Less than half of high school teens have had sex.1 The percentage of teens having intercourse over the past several years has decreased, in part, because of the abstinence messages they're hearing in schools and in their homes. And the percentage of teens becoming pregnant has dropped from 15 percent in 1990 to 10 percent in 2009.2 Even though teen birth rates have declined since the early 1990s, unwed births in the United States continue to climb.3

According to research, few teens have sexual intercourse in their early teen years, but the older they are the more sexually active they become. By the age of 24, 89 percent of males and 92 percent of females have had intercourse.4 If we are to keep teens and young adults healthy physically, emotionally and spiritually, we need to assist far more than 11 percent of youth to remain abstinent until marriage.

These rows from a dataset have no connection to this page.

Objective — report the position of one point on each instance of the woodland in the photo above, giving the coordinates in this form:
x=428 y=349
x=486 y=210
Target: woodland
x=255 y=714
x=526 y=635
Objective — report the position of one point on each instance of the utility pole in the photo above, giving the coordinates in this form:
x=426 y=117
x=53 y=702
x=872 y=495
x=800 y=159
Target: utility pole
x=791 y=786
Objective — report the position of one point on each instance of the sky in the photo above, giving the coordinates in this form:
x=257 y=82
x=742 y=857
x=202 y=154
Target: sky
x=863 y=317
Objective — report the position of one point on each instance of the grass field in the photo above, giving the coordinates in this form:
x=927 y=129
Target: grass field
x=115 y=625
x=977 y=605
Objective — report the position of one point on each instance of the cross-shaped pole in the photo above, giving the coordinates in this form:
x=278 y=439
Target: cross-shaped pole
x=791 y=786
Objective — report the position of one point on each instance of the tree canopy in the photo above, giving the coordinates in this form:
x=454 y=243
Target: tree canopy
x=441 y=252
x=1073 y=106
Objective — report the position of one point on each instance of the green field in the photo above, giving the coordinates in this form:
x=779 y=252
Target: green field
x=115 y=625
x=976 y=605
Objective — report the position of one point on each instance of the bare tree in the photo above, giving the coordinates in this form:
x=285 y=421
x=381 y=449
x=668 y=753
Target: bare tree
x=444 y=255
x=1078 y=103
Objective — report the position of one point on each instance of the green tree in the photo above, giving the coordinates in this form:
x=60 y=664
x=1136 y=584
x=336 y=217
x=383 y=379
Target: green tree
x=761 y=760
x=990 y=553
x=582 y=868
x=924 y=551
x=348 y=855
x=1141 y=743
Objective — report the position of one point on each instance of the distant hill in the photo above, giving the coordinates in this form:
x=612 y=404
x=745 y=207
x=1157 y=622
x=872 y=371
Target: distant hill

In addition to the health risks of teen pregnancy, sexually transmitted infections affect a disproportionate number of youth per year, and, in some cases, may cause life-long consequences. In the U.S. alone, there are 19 million new cases of sexually transmitted infections (STIs) reported each year, with half of these cases occurring among 15-24-year-olds.5

Teaching the use of contraceptives and condoms has been the solution of some sex educators to keep sexual practices safer for teens and adults. Focus on the Family does not support sexual activity outside of marriage because this practice does not support God's design for sexuality. Eliminating or avoiding the risks of out-of-wedlock sexual behaviors is the highest standard, and God does not stand for simply avoiding some of the risks. He wants only the best for humanity. It's also vital to understand that teaching condom use is not the same as correct or consistent condom use. A 2005 study of 509 adolescent girls found that only 35 percent used condoms, and, of those girls, only about half used them correctly.6

Abstinence from sexual behavior before marriage helps build a solid foundation upon which one can build a family and a society. Our primary concern with sexual activity outside the bounds of marriage is that it violates God's plan. We were not placed on this earth for our own enjoyment or with the ability to be our own judge. God is our creator, our sustainer and our judge. Behaving in such a way as to cast aside His guidance leads us down a path of spiritual devastation. But God's plan is perfect and increases blessings in all lives.


1Centers for Disease Control and Prevention (2010). Youth risk behavior surveillance- United States, 2009. V59, NSS-5, Table 61.
2National Center for Health Statistics, NVSR V59, N0, "Births to mothers under 20 years of age: United States, each state and territory, final 2008 and preliminary 2009," http://www.cdc.gov/nchs/data/nvsr/nvsr59/nvsr59_03_tables.pdf(May, 2008).
3Hamilton, B., Martin, J., Ventura, S. (2010). "National Vital Statistics Reports, Births: Preliminary Data for 2009. CDC, V59, N3.
4William Mosher, Anjani Chandra, Jo Jones, "Sexual Behavior and Selected Health Measures: Men and Women 15-44 Years of Age, United States, 2002," http://www.cdc.gov/nchs/data/ad/ad362.pdf. (May 2008).
5H. Weinstock, S. Cates, S. Berman "Sexually Transmitted Diseases among American Youth: Incidence and Prevalence Estimates, 2000," Perspectives in Sexual Reproductive Health, 2004: 36: 6-10.
6Gabriela Paz-Bailey, "The Effect of Correct and Consistent Condom Use on Chlamydial and Gonococcal Infection among Urban Adolescents," Archives of Pediatric and Adolescent Medicine (June 2005): 536-542.